We randomised patients with oligometastatic prostate cancer. They were diagnosed with oligometastatic cancer in the beginning, they were staged by conventional or also molecular imaging – about one third of patients had molecular imaging at the beginning – and we randomised them to best systemic treatment, which means endocrine deprivation therapy, enzalutamide etc., with or without radical prostatectomy as local treatment alternative. We randomised 132 patients and the study was preliminary closed due to the fact that the STAMPEDE arm H trial was published which showed a significant improvement of survival in patients with radiotherapy to the local tumour.
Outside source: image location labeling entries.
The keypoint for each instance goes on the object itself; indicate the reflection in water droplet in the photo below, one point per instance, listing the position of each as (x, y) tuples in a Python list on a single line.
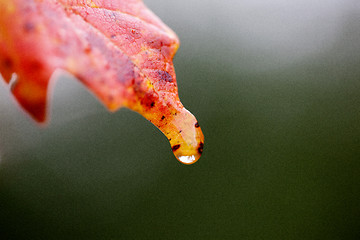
[(187, 159)]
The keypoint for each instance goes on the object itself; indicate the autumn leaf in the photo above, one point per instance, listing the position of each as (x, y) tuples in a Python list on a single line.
[(118, 49)]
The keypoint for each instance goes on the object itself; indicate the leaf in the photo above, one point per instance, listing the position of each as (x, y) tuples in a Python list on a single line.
[(118, 49)]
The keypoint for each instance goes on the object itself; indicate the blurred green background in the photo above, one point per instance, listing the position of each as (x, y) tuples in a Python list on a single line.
[(276, 88)]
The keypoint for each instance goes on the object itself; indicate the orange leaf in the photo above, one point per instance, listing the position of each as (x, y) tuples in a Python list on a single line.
[(119, 49)]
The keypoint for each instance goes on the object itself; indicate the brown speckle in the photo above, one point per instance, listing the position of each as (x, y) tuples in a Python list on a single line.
[(201, 147), (7, 63), (175, 147), (165, 76)]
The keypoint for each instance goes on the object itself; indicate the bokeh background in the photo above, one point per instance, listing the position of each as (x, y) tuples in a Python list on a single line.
[(275, 86)]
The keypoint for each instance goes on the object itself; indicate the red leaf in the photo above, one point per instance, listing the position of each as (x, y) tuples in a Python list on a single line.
[(119, 49)]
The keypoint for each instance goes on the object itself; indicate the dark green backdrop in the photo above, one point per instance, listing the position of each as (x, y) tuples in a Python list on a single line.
[(276, 89)]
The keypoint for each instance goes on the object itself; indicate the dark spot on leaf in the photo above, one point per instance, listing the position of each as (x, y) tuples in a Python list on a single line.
[(201, 147), (175, 147), (165, 76)]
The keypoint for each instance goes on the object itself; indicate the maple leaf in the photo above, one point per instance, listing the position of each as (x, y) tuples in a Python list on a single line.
[(118, 49)]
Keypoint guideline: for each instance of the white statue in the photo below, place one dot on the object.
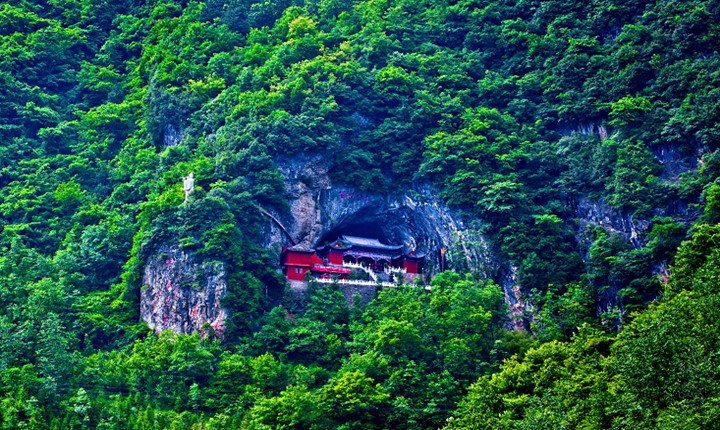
(188, 185)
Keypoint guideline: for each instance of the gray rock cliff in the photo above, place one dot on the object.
(183, 295)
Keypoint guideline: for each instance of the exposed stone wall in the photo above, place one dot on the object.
(183, 295)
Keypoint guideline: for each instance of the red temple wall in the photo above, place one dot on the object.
(411, 266)
(335, 257)
(295, 273)
(298, 259)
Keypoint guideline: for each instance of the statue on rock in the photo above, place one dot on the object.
(188, 185)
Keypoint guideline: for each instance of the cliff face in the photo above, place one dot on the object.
(182, 295)
(320, 210)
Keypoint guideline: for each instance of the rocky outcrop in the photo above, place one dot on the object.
(183, 295)
(321, 210)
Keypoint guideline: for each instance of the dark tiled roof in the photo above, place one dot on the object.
(369, 243)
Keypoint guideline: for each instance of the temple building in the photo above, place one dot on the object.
(336, 261)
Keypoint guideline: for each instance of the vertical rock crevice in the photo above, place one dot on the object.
(183, 295)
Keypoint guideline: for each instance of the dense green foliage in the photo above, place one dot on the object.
(518, 111)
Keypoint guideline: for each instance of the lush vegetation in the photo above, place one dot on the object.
(518, 111)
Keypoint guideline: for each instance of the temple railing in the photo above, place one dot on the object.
(354, 282)
(364, 268)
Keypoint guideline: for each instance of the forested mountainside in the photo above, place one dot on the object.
(579, 138)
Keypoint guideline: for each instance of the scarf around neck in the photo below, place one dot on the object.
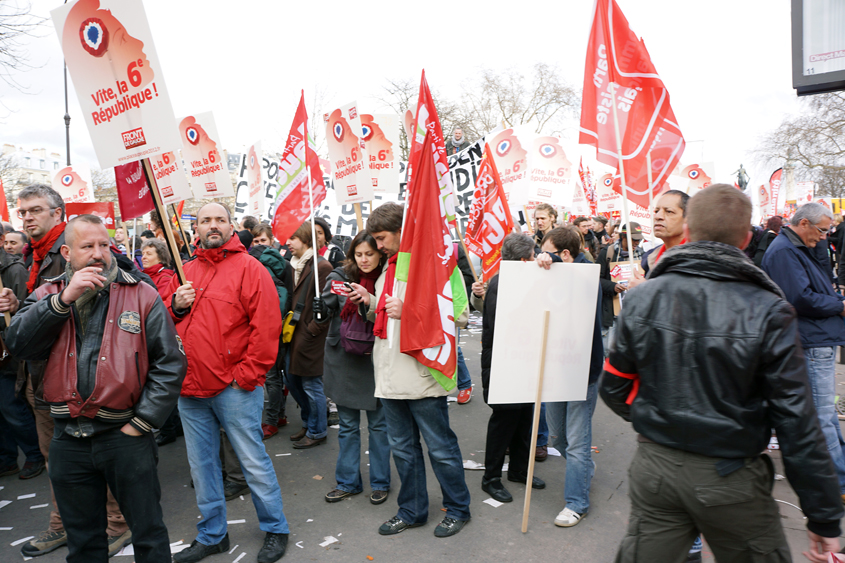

However, we believe in this moment that it’s not ethical any more to offer no local treatment because this showed, of course, efficacy in this cohort.

So we randomised 132 patients, we followed them all up for five years and we evaluated as the primary outcome the cancer-specific mortality. Our results, the primary endpoint which was cancer-specific mortality, was reached. We have a significant improvement in cancer-specific mortality after five years for patients who received radical prostatectomy additionally to the systemic treatment. Of note, one has to say that in the best systemic treatment arm more patients initially got more aggressive systemic treatment like more chemotherapy, more next generation androgen receptor inhibitors. Despite that fact, even then we saw a nearly 10% reduction of cancer-specific mortality after five years.

What could be the implications of these results?

What we can say now is that radiotherapy and radical prostatectomy both should be performed in patients with limited metastatic spread at diagnosis. Both treatment modalities have their pros and cons but both have consistently shown improved cancer-specific survival advantages so patients benefit from this. However, we have to be aware that the complications after this kind of surgery are higher than in normal radical prostatectomy patients, which makes total sense – they are at more advanced stages – but this has to be counselled before we opt for surgery in patients.